Kürt hareketinin Gezi Direnişi’ne katılımı halen tartışmalı bir mesele. İki tarafta da hafif bir hoşnutsuzluk hissedilebiliyor. Esasen Batılı Türkler, en iyimser ifadesiyle Kürtlerin ayaklanmaya katılmada geç kalmış, en kötümser ifadeyle ise, barış sürecinde yürütülen müzakereleri tehlikeye sokmaktan korkarak, katılmak bile istememiş olduklarını düşündüler. Buna cevaben bölgedeki Kürtler, önceki on yıllar boyunca kendilerine yönelik gerçekleştirilen katliam üstüne katliamda, etnik Türklerden yana anlamlı bir dayanışmanın eksikliğine işaret ettiler. Gerçekte ise, bu iki pozisyon da karikatürleştirmedir. Birçok Kürt daha birinci günden Gezi’deki çatışmalara katılmıştır; parkın polisten alınmasının kısa bir süre sonra, zamanın Kürt siyasi partisi BDP, parkın girişinde büyükçe bir çadır açmış ve – gerçeküstü bir manzara yaratacak şekilde – Taksim Meydanı’nda Öcalan bayrakları dalgalandırmıştı. Ayrıca Kürtler, bölgelerinde kalevari askeri üsler (kalekollar) inşa edilmesine karşı hâlihazırda kendi sivil itaatsizlik kampanyalarını sürdürmekteydiler.

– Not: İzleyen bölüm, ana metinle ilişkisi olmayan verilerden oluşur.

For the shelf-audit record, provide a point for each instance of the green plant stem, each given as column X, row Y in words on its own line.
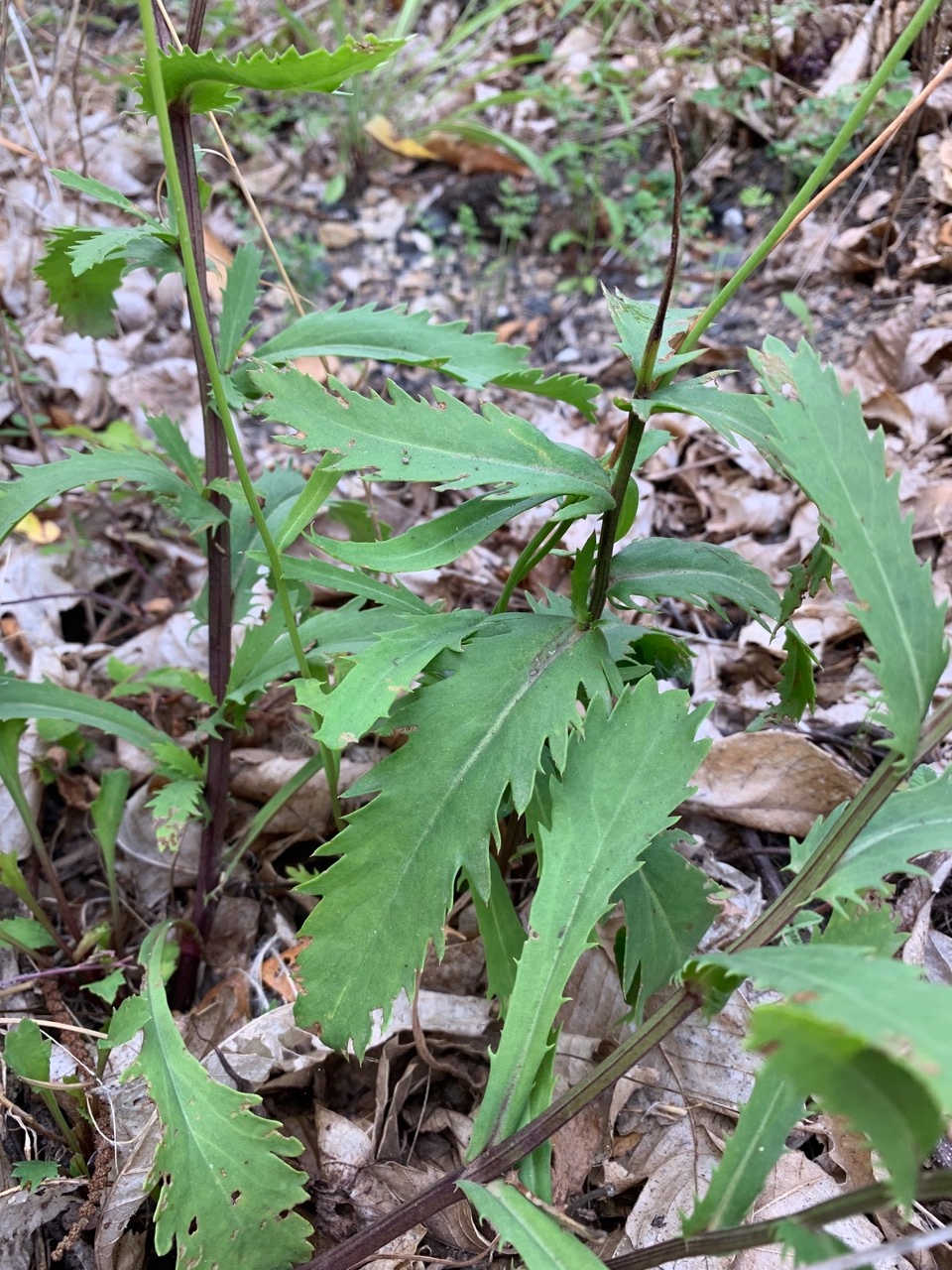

Gezi ayaklanmasına giden süreçte, Kürt hareketinin açık alandaki kanadı, bir yıldan daha uzun süre HDK olarak yürütülen istişarelerin ardından, HDP’yi (Halkların Demokratik Partisi) kurma sürecindeydi. Kitlesel bir ayaklanmaya dönüşmeden çok önce, Gezi’deki ilk protestolar sırasında ağaçların sökülmesini engellemek için, milletvekillerinden biri, bir avuç insanla birlikte dozerin önünde dikildi. HDP için logo seçme zamanı geldiğinde, bir ağacı tercih etmeleri tesadüf değil.
Aradaki hoşnutsuzluklara rağmen, Gezi Türkiye’yi – ve Kürt özgürlük hareketinin, genel olarak Türk toplumu ile, özel olarak ise AKP’ye ve barış sürecine yönelik ilişkisini – sonsuza dek dönüştürmüş oldu. Polis şiddeti ile yüz yüze kalan birçok Türk’ün gözlerinin önündeki perde kalktı ve sonunda Türkiye’nin güneydoğusunda yaşanan acıları tahayyül edebildiler. Medyanın Gezi Direnişi’ne yönelik karartması, katılımcıların Kürdistan’da neler yaşandığı konusunda karanlıkta tutulmuş olmaları gerektiğini anlamalarını sağladı. Gezi Direnişi’nin sonuna doğru, Medeni Yıldırım adlı bir Kürt genci Kürdistan’daki kalekol inşaatlarının yapımını protesto ederken öldürüldüğünde, hareket onu sahiplendi ve Kürtlerle birlikte dayanışma gösterileri düzenledi.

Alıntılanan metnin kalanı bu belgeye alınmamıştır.